数世代前、元々ゼルニダ家はキトゥルセン王国の貴族だったらしいが、


大陸中部の国々と貿易を開始してから、


十数年で王家の何倍もの資産を手に入れてしまった。


独立する際は上納金と不可侵条約、キトゥルセン王国専用の港を用意され、


しぶしぶ当時の国王は了承したそうだ。


そのイース港、キトゥルセン王国専用ふ頭でベサワンは船の積み荷管理の仕事をしていた。
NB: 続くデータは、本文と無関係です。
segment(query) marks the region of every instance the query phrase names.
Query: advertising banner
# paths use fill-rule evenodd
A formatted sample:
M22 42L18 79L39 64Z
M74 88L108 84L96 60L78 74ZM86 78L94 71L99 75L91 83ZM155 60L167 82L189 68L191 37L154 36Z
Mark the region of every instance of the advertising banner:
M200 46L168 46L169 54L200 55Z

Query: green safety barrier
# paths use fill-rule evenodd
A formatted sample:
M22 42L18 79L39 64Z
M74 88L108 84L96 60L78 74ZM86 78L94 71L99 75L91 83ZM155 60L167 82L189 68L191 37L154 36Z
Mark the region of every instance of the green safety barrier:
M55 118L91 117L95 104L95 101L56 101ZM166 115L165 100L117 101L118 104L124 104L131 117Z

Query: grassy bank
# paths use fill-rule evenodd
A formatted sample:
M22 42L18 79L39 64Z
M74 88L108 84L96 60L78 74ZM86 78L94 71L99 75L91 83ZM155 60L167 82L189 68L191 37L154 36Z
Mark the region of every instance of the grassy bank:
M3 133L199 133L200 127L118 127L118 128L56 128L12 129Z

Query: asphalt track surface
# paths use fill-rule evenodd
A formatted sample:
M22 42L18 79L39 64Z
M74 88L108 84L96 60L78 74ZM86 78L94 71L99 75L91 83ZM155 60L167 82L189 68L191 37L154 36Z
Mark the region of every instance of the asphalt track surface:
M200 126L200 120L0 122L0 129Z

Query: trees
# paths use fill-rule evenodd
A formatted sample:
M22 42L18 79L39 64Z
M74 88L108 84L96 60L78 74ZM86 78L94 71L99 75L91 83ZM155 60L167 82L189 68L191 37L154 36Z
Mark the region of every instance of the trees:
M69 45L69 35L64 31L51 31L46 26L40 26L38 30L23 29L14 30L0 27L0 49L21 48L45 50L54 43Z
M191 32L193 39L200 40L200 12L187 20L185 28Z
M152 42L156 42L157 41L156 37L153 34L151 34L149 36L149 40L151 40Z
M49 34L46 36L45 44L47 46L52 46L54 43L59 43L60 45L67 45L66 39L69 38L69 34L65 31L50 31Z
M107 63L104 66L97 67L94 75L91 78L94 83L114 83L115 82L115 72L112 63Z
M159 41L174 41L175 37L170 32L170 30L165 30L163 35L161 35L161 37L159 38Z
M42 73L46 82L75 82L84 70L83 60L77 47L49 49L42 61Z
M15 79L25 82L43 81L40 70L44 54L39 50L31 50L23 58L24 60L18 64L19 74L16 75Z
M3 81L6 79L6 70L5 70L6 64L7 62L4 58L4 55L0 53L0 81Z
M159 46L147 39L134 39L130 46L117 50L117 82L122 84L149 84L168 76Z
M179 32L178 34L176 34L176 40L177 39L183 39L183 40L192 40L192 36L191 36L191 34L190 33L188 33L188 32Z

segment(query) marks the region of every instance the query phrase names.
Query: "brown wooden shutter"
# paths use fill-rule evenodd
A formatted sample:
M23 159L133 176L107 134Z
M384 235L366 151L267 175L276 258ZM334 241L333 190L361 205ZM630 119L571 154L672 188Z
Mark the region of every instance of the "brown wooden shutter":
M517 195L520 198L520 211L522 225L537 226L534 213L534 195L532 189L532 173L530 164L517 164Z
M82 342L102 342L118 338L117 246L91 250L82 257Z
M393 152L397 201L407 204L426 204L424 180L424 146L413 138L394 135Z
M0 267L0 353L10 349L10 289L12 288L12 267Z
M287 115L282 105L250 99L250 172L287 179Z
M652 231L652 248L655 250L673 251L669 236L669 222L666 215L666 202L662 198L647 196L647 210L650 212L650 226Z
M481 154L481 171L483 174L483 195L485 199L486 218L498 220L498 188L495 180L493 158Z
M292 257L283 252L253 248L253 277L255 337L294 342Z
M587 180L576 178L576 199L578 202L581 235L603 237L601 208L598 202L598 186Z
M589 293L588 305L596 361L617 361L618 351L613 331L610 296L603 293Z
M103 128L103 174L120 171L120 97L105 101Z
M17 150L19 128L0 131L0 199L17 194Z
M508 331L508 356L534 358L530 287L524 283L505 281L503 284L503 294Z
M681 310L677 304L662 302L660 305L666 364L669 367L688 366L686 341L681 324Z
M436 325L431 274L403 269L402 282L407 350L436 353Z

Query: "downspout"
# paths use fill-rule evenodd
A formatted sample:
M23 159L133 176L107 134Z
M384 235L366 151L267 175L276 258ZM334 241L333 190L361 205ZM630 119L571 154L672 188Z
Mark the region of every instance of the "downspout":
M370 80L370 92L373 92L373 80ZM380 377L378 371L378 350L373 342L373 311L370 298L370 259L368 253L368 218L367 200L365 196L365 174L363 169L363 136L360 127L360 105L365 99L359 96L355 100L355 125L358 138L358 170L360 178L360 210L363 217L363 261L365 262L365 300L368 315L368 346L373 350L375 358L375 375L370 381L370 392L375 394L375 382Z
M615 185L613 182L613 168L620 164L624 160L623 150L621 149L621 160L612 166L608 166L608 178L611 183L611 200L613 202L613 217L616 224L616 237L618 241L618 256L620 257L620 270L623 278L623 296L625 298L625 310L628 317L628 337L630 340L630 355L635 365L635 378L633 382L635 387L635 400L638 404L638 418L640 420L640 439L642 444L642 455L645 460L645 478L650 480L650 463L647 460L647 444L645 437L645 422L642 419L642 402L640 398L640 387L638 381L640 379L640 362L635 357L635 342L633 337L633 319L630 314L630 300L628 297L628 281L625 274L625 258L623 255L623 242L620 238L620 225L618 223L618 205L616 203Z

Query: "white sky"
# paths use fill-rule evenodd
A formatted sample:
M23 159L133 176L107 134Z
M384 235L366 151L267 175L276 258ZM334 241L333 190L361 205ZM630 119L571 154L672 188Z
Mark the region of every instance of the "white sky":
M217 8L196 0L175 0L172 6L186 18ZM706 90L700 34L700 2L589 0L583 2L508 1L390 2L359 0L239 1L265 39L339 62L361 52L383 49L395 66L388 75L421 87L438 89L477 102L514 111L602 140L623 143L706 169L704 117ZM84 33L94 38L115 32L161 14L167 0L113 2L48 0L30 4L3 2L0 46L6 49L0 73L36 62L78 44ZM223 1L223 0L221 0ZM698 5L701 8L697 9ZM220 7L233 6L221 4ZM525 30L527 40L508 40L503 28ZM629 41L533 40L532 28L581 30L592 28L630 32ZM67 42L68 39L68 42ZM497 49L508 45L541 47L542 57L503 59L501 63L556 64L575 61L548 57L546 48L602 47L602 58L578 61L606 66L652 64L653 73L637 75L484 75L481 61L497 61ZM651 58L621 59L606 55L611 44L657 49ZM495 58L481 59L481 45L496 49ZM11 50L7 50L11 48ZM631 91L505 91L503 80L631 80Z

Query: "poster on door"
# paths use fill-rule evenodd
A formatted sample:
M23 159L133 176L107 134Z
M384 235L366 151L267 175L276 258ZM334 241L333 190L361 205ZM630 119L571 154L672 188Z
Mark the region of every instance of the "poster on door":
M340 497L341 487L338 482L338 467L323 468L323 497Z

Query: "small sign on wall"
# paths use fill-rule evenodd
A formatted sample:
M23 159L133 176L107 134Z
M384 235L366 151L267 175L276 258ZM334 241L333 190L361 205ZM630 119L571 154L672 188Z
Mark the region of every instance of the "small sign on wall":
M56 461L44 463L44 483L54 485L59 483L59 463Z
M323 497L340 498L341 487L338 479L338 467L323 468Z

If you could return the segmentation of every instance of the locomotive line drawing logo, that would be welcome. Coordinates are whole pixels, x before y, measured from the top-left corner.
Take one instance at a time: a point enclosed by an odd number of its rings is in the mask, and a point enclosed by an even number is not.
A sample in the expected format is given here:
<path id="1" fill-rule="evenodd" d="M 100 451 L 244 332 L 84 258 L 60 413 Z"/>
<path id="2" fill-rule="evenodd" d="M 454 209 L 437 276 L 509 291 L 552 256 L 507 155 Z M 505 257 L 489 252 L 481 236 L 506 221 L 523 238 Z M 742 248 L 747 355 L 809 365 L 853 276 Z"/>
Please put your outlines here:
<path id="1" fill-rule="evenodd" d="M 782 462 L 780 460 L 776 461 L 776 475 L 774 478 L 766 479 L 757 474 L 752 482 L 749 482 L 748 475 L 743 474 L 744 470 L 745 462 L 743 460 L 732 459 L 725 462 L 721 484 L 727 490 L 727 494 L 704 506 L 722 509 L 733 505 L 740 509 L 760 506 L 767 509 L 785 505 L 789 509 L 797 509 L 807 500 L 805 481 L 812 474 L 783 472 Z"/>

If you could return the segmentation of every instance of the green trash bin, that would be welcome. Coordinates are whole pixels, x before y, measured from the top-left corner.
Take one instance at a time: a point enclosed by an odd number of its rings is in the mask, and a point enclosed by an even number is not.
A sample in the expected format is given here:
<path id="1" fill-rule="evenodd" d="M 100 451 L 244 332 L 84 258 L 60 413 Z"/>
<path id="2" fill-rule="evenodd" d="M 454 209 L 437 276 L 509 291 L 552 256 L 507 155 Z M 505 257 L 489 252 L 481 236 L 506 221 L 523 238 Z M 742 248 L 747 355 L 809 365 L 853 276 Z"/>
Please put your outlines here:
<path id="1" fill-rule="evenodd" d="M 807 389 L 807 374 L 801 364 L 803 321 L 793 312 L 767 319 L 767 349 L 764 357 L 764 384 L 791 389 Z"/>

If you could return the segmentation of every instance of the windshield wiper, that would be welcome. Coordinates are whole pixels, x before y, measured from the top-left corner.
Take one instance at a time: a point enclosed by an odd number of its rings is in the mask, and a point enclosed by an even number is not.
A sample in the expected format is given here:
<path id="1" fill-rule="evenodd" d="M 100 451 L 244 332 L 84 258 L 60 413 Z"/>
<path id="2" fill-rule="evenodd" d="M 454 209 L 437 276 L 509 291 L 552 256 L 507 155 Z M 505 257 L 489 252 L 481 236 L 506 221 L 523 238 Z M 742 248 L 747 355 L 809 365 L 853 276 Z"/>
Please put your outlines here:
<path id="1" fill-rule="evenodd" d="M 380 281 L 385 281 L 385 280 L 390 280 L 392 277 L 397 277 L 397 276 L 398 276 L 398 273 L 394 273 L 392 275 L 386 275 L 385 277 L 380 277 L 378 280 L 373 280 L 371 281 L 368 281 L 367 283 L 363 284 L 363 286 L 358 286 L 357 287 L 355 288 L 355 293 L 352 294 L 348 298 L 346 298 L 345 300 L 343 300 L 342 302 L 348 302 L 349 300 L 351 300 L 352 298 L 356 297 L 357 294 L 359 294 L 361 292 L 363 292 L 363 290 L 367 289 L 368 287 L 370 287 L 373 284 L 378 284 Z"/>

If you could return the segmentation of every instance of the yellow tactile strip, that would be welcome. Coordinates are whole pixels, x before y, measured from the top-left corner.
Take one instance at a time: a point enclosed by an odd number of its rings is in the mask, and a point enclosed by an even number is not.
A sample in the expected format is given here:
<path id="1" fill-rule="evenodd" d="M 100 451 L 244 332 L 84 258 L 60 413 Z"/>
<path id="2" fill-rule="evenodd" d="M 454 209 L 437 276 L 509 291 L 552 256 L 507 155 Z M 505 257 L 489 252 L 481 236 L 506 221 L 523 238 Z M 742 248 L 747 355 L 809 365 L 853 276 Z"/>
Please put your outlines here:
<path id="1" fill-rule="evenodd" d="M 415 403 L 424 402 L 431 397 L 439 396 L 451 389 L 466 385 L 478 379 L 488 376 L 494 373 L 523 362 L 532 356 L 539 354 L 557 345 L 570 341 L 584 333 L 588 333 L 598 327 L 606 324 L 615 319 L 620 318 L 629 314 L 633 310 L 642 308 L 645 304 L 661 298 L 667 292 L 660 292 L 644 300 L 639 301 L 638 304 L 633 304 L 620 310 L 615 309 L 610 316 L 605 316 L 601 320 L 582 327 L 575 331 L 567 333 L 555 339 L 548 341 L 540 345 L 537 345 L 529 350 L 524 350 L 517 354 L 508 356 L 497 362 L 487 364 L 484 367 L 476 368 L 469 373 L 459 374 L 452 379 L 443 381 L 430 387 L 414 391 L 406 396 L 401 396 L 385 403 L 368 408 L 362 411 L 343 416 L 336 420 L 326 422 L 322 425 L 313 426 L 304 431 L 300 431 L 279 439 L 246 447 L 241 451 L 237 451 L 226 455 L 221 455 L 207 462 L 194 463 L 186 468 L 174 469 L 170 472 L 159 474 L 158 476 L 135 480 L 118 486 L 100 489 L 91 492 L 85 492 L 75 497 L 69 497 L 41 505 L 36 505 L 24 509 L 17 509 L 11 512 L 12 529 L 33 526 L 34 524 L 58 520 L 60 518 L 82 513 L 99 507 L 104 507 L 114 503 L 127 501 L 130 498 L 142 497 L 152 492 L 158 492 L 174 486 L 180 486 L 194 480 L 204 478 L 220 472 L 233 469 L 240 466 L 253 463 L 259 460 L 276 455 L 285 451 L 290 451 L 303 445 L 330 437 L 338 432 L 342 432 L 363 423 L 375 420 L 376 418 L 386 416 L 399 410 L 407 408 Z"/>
鉄鋼、宝石、エンピツ、肉、木材、ガラス……様々なものが船に積み込まれる。


木箱には全てジェリー商会の印が入っていた。


運び込んでいる組織の仲間に目配せであいさつをする。


いいよいいよ諜報員っぽいぞ! 


俺は闇に生きるもの! 誰も俺の正体を知らない! 


ただの船着き場の管理人、しかしその正体は!?


興奮するぜぃ。


先ほどの仲間が船に乗り込んだ。気を付けろよ。バレるなよ。


数か月後には俺もマルヴァジアに渡る予定だ。


待ってろよ、マルヴァジア、この俺を!!


・・・・・・さて、これで今日は最後か。そろそろ伝書ガラスの世話をしなくちゃ。


奥に見えるのがキトゥルセン王国の貨物船だ。


オスカー様が貨物船増やして交易を活性化したから、


見たこともない異国のものがたくさん入ってくる。


でも一番興味あるのは異国の女の子! 


ほとんど裸のスケスケ踊り子衣装を着た褐色の女性たちが傍を通り過ぎ、


思わず見入った。伸びた鼻の下を慌てて戻す。


ダメだダメだ! 俺はあの【ラウラスの影】の一員! 


誘惑されたりなんかせんぞ! 


親友に迷惑かける訳にはいかん。うおお! 


・・・・・・チラ。いいお尻だな~、チラ。





「うーん、あの人大丈夫かな……」


オスカーは二階のテラスで紅茶を飲みながら千里眼でイースを見ていた。